I am going to be having dinner with Rich on Sunday night. I don't know if it has been long enough, and if it is awkward when we hang out I'll give it a little more time, but I REALLY miss having him around as a friend. He wasn't a great boyfriend, but he WAS a good friend. I don't want to lose that. He is going through some family stuff and I know he doesn't have many friends around here so I told him I'm here any time he needs to talk. I won't know if it's a bad idea 'til I see him in person. I am really lucky in that my logic always wins over emotions, so I can detach pretty quickly from stuff emotionally, if I know something isn't working. Or maybe I detach too quickly. At any rate, it works for me.

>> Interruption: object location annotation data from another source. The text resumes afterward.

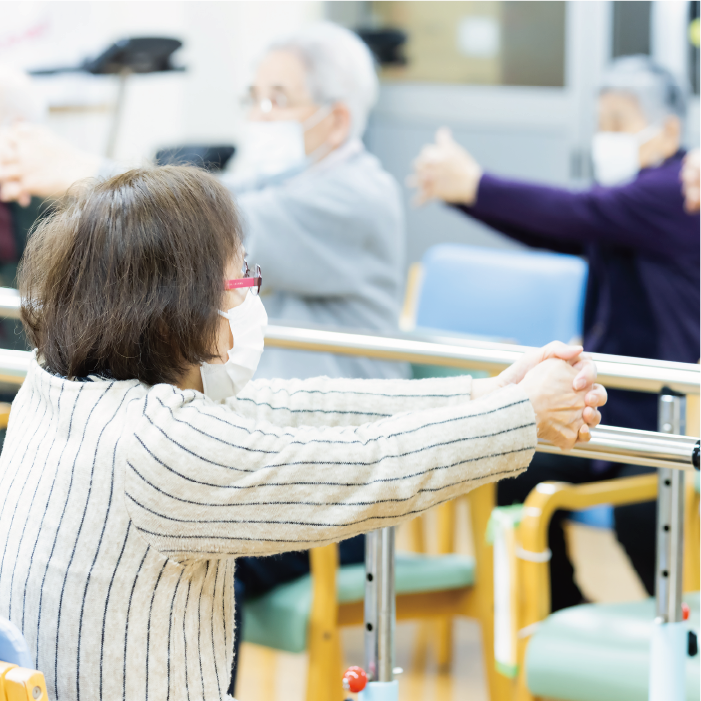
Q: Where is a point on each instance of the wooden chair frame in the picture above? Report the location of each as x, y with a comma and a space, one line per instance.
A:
477, 601
549, 497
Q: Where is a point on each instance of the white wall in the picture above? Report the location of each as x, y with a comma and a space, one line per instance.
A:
221, 40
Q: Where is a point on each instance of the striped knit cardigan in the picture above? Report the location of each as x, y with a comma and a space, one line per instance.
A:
123, 507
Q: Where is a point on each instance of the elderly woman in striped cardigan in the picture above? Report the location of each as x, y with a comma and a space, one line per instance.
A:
137, 466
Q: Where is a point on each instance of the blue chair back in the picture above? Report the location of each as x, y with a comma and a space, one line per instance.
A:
529, 297
13, 647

I got my copy of Let's Pretend This Never Happened on my Kindle yesterday, which is nice 'cause I just can't get in to Damned, so I'm going to put it aside. There are Jenny Lawson lovers, and there are detractors. I tend to think she has earned all of the hype she has received. She writes REAL, and she may be the only person on earth weirder than me. Plus, she doesn't shy away from writing about her depression and anxiety, which I find very refreshing. I look forward to this book, and am betting it'll be just what I needed to lift my spirits.
Okay, that's enough for today. Happy picture of the day: me on the bed with Molly. I really like the lighting in this picture.